Las fuerzas de ocupación israelíes abrieron fuego contra el auto y mataron a Ali Khaled Bani Odeh, de 37 años; a su esposa Waad Othman Bani Odeh (35) y a sus dos hijos, Mohammed (5) y Othman (7). Los otros dos hijos, Mustafa, de ocho años, y Khalid, de 11, sufrieron heridas leves de metralla en la cabeza y la cara.
Reportes de medios locales citaron el testimonio de uno de los niños sobrevivientes, quien relató que luego de que los soldados dispararon contra el vehículo y mataron a sus padres y hermanos, uno de los efectivos dijo: “Hemos matado perros”.
La Sociedad de la Media Luna Roja Palestina denunció que las fuerzas israelíes impidieron que sus equipos llegaran hasta los heridos dentro del vehículo y los obligaron a abandonar la zona antes de permitirles posteriormente el ingreso para recuperar los cuatro cuerpos.
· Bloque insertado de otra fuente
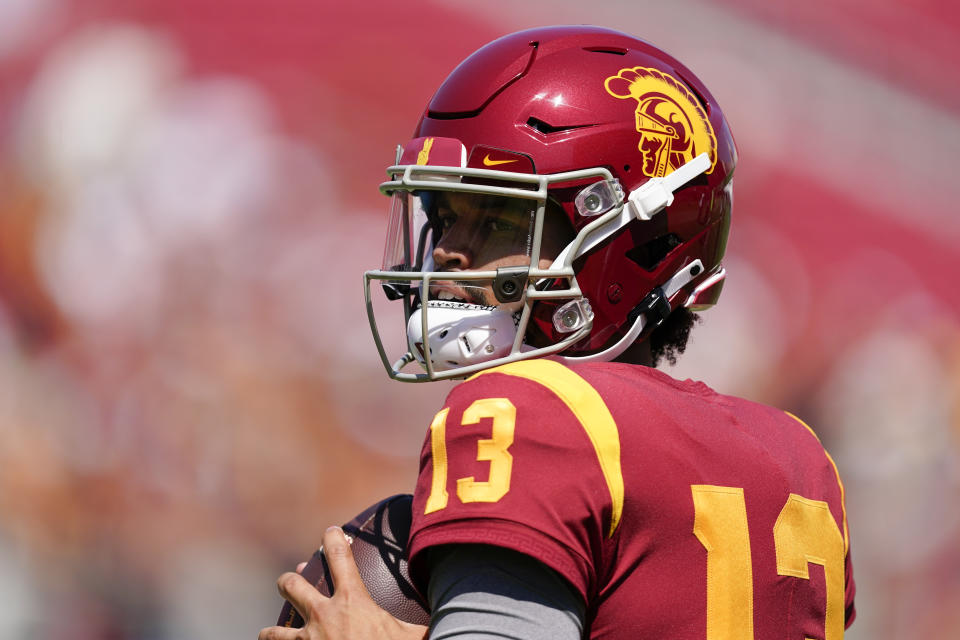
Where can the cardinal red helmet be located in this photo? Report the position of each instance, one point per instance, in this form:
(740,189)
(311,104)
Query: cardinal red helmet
(596,126)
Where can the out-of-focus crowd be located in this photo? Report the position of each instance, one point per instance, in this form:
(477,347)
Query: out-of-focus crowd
(189,393)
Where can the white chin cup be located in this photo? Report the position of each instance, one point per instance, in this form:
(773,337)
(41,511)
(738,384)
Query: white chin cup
(461,334)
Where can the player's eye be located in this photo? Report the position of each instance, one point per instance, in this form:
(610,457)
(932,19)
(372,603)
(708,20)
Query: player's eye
(447,219)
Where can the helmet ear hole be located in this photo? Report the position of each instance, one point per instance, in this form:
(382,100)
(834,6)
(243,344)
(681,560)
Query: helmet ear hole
(649,254)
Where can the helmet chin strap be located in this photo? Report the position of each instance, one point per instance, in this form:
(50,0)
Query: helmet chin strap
(652,197)
(660,295)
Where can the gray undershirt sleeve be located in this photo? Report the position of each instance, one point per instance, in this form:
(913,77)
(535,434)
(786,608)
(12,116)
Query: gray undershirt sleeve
(480,592)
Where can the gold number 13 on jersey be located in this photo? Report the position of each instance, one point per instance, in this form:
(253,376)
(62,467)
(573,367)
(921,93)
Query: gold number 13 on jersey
(492,450)
(805,532)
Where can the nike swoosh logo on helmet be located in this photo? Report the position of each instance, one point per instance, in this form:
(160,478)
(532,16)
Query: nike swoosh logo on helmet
(492,163)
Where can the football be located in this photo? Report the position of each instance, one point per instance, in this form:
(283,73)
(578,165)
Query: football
(379,540)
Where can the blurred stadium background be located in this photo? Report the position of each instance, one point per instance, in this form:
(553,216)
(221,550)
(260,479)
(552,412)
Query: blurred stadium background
(188,391)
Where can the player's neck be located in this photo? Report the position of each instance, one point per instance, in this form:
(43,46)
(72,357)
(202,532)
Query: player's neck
(637,353)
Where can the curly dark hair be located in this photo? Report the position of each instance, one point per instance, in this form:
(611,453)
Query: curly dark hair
(669,340)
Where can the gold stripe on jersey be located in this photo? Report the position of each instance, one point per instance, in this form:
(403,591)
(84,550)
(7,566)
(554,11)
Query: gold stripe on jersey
(843,500)
(592,412)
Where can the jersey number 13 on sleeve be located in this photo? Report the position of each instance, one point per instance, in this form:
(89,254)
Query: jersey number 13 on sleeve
(492,450)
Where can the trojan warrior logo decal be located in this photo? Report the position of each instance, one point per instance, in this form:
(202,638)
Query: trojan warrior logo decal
(673,127)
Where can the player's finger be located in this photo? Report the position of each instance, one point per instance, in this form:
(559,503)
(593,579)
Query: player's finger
(278,633)
(343,568)
(298,592)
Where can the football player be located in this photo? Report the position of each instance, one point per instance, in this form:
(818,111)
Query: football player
(559,216)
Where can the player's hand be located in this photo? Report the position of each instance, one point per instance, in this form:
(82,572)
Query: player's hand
(350,614)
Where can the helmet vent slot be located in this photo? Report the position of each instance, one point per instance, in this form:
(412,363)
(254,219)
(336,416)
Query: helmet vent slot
(542,127)
(617,51)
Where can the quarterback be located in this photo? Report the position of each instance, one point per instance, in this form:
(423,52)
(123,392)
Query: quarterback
(557,220)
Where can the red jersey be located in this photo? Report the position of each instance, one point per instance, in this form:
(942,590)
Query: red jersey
(675,511)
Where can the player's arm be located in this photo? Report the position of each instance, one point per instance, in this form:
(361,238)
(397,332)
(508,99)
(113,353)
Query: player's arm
(480,591)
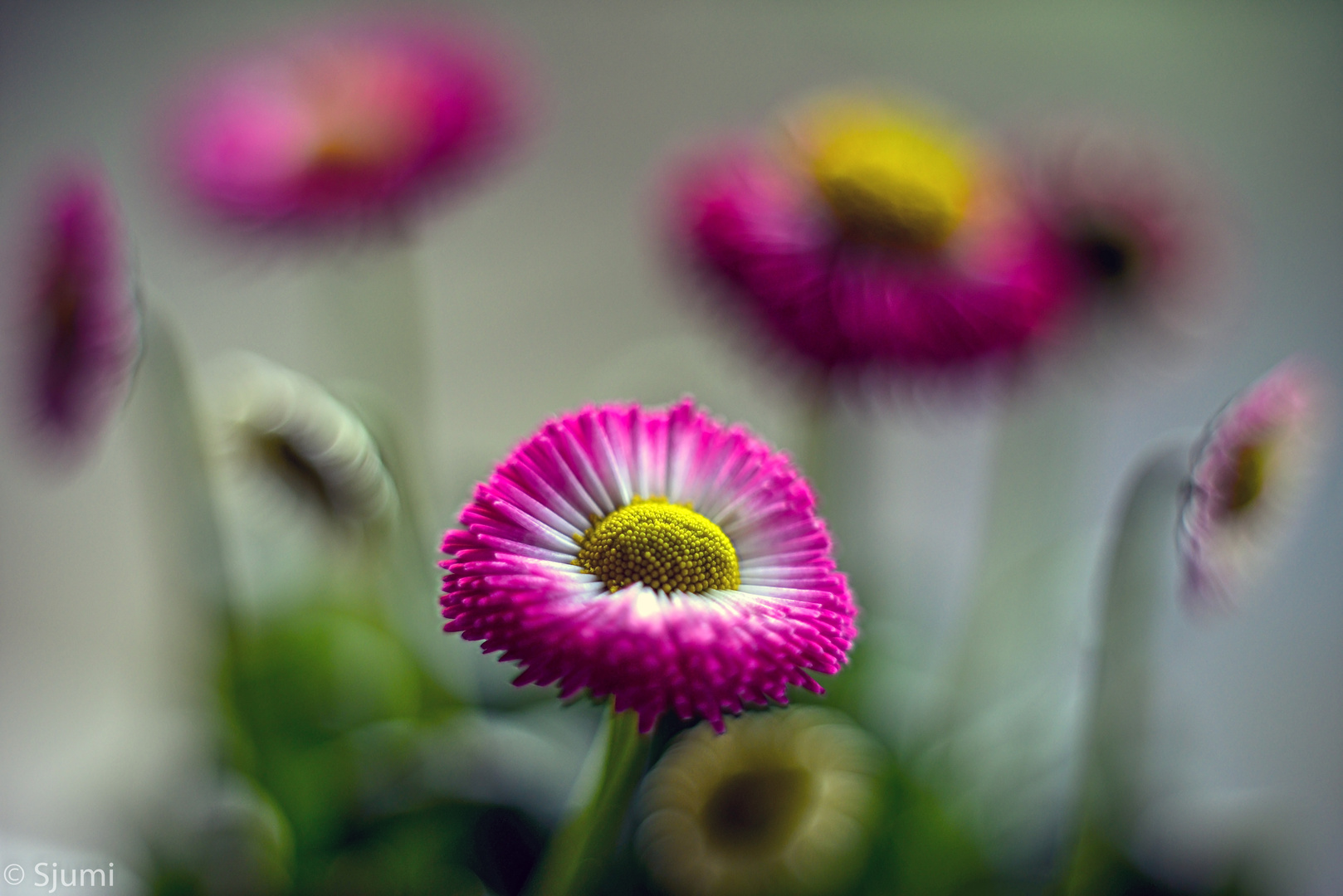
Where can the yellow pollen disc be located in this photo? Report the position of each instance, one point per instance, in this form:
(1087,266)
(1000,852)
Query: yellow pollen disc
(888,178)
(667,547)
(1248,476)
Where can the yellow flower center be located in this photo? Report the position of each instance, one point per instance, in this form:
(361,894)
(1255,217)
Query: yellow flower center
(1247,479)
(756,811)
(888,178)
(667,547)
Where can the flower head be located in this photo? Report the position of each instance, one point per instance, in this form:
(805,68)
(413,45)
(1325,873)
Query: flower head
(77,320)
(343,124)
(1245,479)
(876,238)
(291,433)
(1132,230)
(780,804)
(654,555)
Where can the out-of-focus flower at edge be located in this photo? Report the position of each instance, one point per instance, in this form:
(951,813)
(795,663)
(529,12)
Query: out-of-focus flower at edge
(74,323)
(347,124)
(284,430)
(654,555)
(1135,230)
(1247,477)
(873,238)
(780,804)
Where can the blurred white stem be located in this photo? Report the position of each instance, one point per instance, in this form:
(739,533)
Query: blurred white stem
(1138,583)
(176,483)
(1016,603)
(1006,733)
(367,323)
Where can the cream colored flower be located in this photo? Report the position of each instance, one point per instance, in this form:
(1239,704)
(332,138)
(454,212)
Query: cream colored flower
(780,804)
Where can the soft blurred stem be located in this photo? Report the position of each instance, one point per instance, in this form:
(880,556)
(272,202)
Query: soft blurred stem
(367,323)
(1002,737)
(173,469)
(817,431)
(404,570)
(1136,586)
(1014,607)
(182,512)
(578,853)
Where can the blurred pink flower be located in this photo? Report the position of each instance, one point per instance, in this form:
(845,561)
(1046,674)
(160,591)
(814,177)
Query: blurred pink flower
(654,555)
(77,323)
(873,240)
(343,124)
(1134,229)
(1247,477)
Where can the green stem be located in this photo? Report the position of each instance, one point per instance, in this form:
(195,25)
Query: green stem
(998,739)
(579,850)
(815,440)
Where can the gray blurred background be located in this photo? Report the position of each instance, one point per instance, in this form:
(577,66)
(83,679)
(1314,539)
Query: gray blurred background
(549,288)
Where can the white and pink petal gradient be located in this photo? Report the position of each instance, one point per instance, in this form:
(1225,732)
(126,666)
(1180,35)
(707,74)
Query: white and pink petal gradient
(76,321)
(1247,477)
(345,124)
(512,581)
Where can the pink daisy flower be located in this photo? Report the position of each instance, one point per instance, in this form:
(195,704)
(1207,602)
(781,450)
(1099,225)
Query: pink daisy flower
(875,238)
(77,320)
(344,124)
(654,555)
(1135,231)
(1247,477)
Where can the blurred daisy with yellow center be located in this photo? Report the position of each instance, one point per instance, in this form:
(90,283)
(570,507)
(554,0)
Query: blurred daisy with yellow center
(780,804)
(888,176)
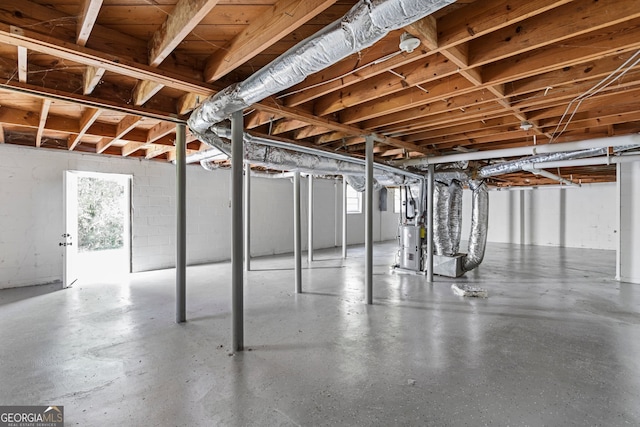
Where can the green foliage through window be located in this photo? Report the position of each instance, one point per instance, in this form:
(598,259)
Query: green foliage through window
(101,205)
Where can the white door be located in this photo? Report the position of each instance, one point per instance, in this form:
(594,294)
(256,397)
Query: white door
(70,235)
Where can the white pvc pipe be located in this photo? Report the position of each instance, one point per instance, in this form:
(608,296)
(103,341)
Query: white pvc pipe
(592,161)
(526,151)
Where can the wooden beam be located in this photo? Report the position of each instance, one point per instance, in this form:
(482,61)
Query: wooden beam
(579,17)
(480,18)
(131,147)
(38,42)
(88,117)
(155,151)
(283,18)
(160,130)
(44,112)
(124,126)
(92,76)
(87,19)
(181,21)
(286,125)
(438,91)
(144,90)
(22,64)
(418,73)
(188,102)
(426,30)
(268,105)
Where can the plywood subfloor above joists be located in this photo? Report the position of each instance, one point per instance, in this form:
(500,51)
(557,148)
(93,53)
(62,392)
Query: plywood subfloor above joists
(113,78)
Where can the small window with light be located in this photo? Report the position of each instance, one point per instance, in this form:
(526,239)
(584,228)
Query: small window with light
(354,201)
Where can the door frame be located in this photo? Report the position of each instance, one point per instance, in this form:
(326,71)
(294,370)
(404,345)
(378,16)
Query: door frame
(70,213)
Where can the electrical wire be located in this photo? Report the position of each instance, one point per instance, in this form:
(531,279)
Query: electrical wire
(597,88)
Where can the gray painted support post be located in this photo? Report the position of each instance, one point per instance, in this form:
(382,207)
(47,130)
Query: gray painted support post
(181,222)
(297,232)
(237,240)
(247,217)
(430,224)
(310,222)
(368,222)
(344,217)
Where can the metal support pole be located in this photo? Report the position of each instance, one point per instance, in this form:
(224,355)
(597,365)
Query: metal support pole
(247,217)
(430,224)
(181,220)
(344,218)
(237,274)
(368,222)
(297,232)
(310,222)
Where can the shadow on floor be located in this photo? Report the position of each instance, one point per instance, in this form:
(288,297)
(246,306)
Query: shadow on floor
(11,295)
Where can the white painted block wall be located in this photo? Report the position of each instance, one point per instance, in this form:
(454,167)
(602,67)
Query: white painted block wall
(629,222)
(31,213)
(582,217)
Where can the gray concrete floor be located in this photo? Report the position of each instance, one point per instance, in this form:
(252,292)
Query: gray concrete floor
(556,343)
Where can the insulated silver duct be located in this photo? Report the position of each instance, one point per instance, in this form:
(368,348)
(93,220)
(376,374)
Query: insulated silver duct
(365,24)
(518,165)
(441,236)
(479,225)
(359,183)
(455,216)
(273,155)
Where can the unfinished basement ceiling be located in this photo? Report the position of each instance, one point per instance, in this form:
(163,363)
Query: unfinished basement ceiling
(105,76)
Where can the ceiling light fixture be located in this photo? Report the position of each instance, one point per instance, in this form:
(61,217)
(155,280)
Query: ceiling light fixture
(409,42)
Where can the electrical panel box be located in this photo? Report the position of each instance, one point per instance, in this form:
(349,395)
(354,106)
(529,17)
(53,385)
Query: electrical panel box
(411,247)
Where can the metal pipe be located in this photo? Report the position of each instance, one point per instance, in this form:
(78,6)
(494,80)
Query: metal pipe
(297,233)
(594,161)
(525,151)
(523,163)
(430,223)
(247,217)
(344,218)
(237,278)
(277,154)
(181,224)
(619,223)
(310,221)
(368,222)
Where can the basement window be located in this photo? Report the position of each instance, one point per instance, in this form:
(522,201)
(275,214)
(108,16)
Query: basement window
(354,201)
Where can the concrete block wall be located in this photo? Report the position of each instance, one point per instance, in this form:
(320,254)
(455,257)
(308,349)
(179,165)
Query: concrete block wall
(582,217)
(31,213)
(629,252)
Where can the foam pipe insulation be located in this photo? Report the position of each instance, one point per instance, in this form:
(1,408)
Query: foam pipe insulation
(365,24)
(479,225)
(520,164)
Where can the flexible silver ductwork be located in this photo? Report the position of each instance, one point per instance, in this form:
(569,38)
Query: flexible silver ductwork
(447,218)
(479,225)
(365,24)
(455,215)
(441,236)
(520,164)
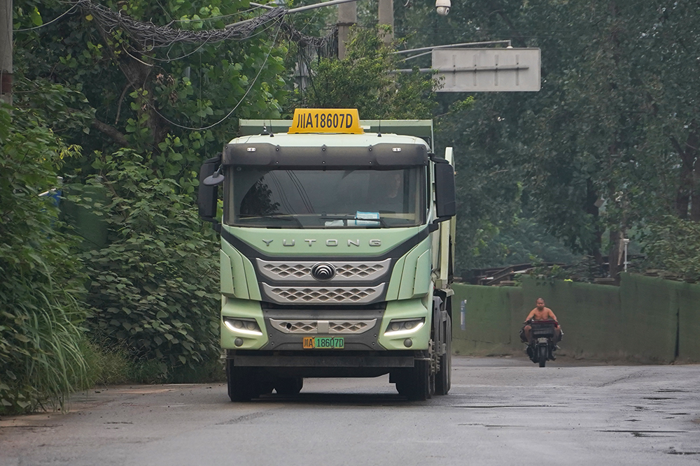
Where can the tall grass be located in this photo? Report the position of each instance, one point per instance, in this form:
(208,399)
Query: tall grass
(42,282)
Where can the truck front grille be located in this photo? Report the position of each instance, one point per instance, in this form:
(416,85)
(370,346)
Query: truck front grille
(345,327)
(323,295)
(344,271)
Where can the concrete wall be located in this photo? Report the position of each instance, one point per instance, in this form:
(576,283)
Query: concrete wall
(644,319)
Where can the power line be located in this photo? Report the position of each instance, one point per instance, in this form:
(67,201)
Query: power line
(239,102)
(50,22)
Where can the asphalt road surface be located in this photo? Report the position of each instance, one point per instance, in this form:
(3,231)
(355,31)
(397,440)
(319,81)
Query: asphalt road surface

En una grabación de audio, Khalid, uno de los niños heridos en el ataque, describió cómo los soldados israelíes abrieron fuego contra su vehículo. “Nadie sobrevivió excepto mi hermano Mustafa y yo. Estábamos en el coche cuando los israelíes nos dispararon directamente”.
A raíz del asesinato, el Ministerio de Exteriores palestino pidió a Naciones Unidas actuar y denunció que “fue una ejecución extrajudicial y una continuación de los crímenes de genocidio en la Cisjordania“.

El ministerio subrayó que fue “una horrenda ejecución arbitraria dirigida contra una familia palestina entera que se encontraba dentro de su vehículo” y denunció que Israel sigue actuando con “una impunidad sistemática”.
“Se reitera la exigencia a la comunidad internacional, a las instituciones de las Naciones Unidas y a los tribunales internacionales competentes de que adopten medidas inmediatas y completen las investigaciones sobre genocidio, crímenes de guerra y crímenes de lesa humanidad”, dijo el Ministerio de Relaciones Exteriores palestino en un comunicado.
Israel comete otra masacre de una familia en Gaza
Cuatro palestinos murieron este domingo en un ataque aéreo israelí contra la zona de Sawarha (en el centro de Gaza y fuera del área bajo dominio de Israel según el acuerdo de alto el fuego.
Tres de los fallecidos eran de una misma familia (padre, madre e hijo) y el cuarto un niño, según el Hospital Mártires de Al Aqsa, de Deir al Balah, que informó que la mujer, Halima, estaba embarazada.
La agencia oficial de noticias palestina Wafa informó que el ataque de una aeronave israelí apuntó a una zona con una alta concentración de civiles en Sawarha, al oeste del campamento de refugiados gazatí de Nuseirat.
Desde que comenzó el alto el fuego, en octubre de 2025, Israel ha seguido atacando ocasionalmente con bombardeos y ataques con drones las zonas occidentales de la Franja, fuera del perímetro aún controlado por las tropas israelíes y delimitado por la línea amarilla, que otorga al régimen sionista el control militar de más de un 50% de territorio gazatí.
Estas agresiones, pese al alto el fuego vigente, se han mantenido tras el inicio de la guerra contra Irán y la oleada de ataques bombardeos contra el Líbano.
Los ataques de soldados contra civiles que cruzan la frontera imaginaria o se acercan a ella y los bombardeos contra el enclave han causado la muerte de 663 palestinos y heridas a más de 1.760 desde que entró en vigor el alto el fuego.
Fuentes médicas en la Franja de Gaza informaron este domingo que el número de palestinos muertos en los ataques israelíes contra Gaza ha aumentado a 72.239, con 171.861 heridos, desde que comenzó la agresión en octubre de 2023.